What problem does this paper attempt to address?
### Problems the paper attempts to solve
The problems that the paper attempts to solve are: Do large language models (LLMs) have values that surpass those of humans? If such values exist, what are they like? How can these values be evaluated?
### Background and motivation
In recent years, the development of large language models has greatly promoted the field of artificial intelligence, but it has also brought potential safety and ethical risks at the same time. Understanding the values embedded in these models is crucial for evaluating and mitigating these risks. However, most of the existing research relies on the human value system in social sciences to evaluate the values of LLMs. This raises a natural question: Do LLMs have unique, non - human values?
### Research methods
To solve the above - mentioned problems, the paper proposes a new framework - **ValueLex** for constructing the unique value system of LLMs from scratch and evaluating their value tendencies.

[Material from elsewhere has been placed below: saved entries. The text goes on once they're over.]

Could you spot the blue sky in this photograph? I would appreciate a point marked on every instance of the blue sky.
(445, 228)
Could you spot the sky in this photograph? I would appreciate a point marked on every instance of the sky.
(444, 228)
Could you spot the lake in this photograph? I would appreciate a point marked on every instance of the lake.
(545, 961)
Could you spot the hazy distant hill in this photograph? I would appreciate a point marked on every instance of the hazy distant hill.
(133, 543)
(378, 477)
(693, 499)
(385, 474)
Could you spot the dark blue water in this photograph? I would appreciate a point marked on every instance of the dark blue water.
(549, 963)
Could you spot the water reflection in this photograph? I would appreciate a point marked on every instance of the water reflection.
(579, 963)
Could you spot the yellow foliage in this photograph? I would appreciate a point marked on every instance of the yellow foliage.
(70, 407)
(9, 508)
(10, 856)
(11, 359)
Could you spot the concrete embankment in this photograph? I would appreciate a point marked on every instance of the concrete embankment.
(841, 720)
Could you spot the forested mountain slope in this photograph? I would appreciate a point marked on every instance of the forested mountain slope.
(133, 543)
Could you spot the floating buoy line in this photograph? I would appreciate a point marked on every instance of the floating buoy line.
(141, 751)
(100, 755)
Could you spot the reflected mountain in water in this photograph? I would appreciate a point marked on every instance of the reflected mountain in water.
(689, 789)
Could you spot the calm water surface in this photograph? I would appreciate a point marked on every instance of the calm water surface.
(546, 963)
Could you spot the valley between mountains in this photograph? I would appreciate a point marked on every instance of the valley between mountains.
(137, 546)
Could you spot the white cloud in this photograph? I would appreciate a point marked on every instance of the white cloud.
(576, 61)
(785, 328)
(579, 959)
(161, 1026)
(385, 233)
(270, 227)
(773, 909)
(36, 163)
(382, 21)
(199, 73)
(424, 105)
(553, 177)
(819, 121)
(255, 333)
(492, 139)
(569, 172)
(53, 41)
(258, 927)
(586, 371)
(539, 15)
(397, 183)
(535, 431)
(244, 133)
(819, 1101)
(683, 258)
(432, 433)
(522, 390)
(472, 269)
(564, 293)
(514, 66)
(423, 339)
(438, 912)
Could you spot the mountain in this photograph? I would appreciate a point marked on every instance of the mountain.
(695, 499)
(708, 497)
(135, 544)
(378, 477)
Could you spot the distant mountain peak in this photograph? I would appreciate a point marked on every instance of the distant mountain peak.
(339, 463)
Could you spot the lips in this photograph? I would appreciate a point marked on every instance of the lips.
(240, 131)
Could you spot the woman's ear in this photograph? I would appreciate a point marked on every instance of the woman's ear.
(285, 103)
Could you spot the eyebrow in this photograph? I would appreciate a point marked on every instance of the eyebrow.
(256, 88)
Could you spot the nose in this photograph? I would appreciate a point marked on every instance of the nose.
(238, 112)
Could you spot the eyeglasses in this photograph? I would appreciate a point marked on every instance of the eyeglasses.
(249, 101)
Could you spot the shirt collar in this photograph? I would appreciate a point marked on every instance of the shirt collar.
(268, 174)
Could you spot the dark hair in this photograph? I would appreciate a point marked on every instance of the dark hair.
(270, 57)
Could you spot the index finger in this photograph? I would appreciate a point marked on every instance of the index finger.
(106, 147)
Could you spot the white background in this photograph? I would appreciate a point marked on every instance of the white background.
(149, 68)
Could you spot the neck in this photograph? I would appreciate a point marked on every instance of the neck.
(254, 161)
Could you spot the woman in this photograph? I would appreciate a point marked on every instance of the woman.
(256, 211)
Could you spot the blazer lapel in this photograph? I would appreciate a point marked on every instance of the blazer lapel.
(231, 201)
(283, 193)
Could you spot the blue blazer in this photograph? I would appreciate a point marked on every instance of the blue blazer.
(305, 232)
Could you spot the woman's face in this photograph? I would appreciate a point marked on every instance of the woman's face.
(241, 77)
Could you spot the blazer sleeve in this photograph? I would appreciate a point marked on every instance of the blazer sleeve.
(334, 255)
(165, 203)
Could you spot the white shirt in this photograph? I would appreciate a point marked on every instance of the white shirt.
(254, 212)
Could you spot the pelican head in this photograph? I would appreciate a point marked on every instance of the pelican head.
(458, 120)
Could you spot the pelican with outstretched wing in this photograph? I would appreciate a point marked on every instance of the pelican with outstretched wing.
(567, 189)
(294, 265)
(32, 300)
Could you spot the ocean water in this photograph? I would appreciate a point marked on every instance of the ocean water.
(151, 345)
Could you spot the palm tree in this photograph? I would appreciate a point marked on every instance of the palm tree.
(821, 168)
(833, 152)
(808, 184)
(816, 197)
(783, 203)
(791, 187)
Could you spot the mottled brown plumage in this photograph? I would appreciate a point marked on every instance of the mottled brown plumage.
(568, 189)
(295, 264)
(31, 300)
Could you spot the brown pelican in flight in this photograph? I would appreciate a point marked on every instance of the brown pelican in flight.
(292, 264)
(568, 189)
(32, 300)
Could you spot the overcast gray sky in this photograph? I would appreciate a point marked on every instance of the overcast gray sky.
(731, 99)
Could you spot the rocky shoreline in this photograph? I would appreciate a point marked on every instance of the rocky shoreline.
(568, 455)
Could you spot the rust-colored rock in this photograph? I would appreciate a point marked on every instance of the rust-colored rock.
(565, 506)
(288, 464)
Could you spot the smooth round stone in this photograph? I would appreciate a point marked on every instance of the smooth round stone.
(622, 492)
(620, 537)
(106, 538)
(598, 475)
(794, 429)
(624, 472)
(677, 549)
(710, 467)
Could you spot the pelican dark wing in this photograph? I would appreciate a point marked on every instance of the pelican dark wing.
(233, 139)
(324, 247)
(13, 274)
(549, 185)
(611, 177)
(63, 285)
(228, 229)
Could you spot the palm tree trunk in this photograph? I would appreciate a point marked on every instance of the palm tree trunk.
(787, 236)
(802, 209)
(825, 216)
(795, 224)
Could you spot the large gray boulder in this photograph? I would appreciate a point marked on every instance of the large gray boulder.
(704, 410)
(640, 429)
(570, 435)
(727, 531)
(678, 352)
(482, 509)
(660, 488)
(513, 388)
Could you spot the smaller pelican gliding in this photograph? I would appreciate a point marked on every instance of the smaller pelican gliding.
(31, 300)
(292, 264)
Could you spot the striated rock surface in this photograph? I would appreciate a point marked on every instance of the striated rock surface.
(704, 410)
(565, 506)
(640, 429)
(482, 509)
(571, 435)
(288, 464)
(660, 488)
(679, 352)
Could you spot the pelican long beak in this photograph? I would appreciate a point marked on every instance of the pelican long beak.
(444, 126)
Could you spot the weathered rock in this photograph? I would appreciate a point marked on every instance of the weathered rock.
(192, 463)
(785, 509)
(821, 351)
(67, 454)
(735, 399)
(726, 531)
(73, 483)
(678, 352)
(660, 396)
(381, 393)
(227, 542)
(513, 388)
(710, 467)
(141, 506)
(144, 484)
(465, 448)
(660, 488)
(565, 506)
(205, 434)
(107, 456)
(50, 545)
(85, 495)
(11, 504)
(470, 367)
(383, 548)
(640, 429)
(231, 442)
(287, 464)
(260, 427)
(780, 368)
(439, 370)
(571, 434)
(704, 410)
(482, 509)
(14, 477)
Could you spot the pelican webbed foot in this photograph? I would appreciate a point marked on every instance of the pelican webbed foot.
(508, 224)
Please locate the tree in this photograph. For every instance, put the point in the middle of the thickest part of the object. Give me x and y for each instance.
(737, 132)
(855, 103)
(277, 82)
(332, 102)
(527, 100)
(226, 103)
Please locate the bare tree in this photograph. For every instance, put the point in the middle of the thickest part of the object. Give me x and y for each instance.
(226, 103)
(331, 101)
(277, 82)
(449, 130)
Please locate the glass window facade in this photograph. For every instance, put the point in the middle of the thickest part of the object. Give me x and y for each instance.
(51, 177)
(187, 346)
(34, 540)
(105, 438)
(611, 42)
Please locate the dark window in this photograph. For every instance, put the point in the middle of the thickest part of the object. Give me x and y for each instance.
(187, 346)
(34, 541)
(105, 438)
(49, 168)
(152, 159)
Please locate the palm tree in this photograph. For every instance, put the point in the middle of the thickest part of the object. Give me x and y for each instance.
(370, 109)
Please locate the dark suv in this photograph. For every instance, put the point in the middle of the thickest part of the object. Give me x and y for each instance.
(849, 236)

The specific steps are as follows:
1. **Generative value construction**:
- **Value vocabulary hypothesis**: It is hypothesized that the important values of LLMs will exist in the form of single words in their internal parameter spaces.
- **Value extraction**: Through designed abductive reasoning and summarization, value - descriptive words are collected from more than 30 LLMs with different settings.
- **Factor analysis and semantic clustering**: Using factor analysis and semantic clustering methods, the most representative value - descriptive words are identified, and finally a comprehensive value framework containing three core dimensions (ability, character, integrity) and their sub - dimensions is formed.
2. **Projection test evaluation**:
- **Test creation**: Design a series of sentence - completion tests, and let LLMs generate continuations according to these sentences, thereby reflecting their values.
- **Result analysis**: Map the generated responses to the quantified value space through a classifier, and calculate the scores of each model on each value dimension.
### Main findings
1. **Ability dimension**: LLMs generally value ability, but there are differences among different models. For example, Mistral and Tulu emphasize ability more, while Baichuan is more inclined towards integrity.
2. **Influence of training methods**: Pretrained models do not have significant value tendencies; instruction - tuning enhances the consistency of each dimension, and alignment further diversifies the values.
3. **Ability expansion**: Larger models prefer ability more, but the values of other dimensions may be ignored.
### Contributions
- **First revelation**: Reveal the three core value dimensions of LLMs, their sub - dimensions and structures.
- **Evaluation tool**: Develop a special projection test for evaluating the potential value tendencies of LLMs.
- **Impact analysis**: Explore the influence of factors such as model size and training methods on the value tendencies of LLMs, and discuss the differences between LLMs and human values.
### Conclusion
Although the value system of LLMs has certain similarities with that of humans, the values of LLMs are more specialized, reflecting clear human expectations. This indicates that intentional guidance (such as alignment) can effectively change the underlying value system of AI. However, this system still lacks the dynamic and motivational aspects of human values, pointing out the direction for the continuous improvement of AI values in the future.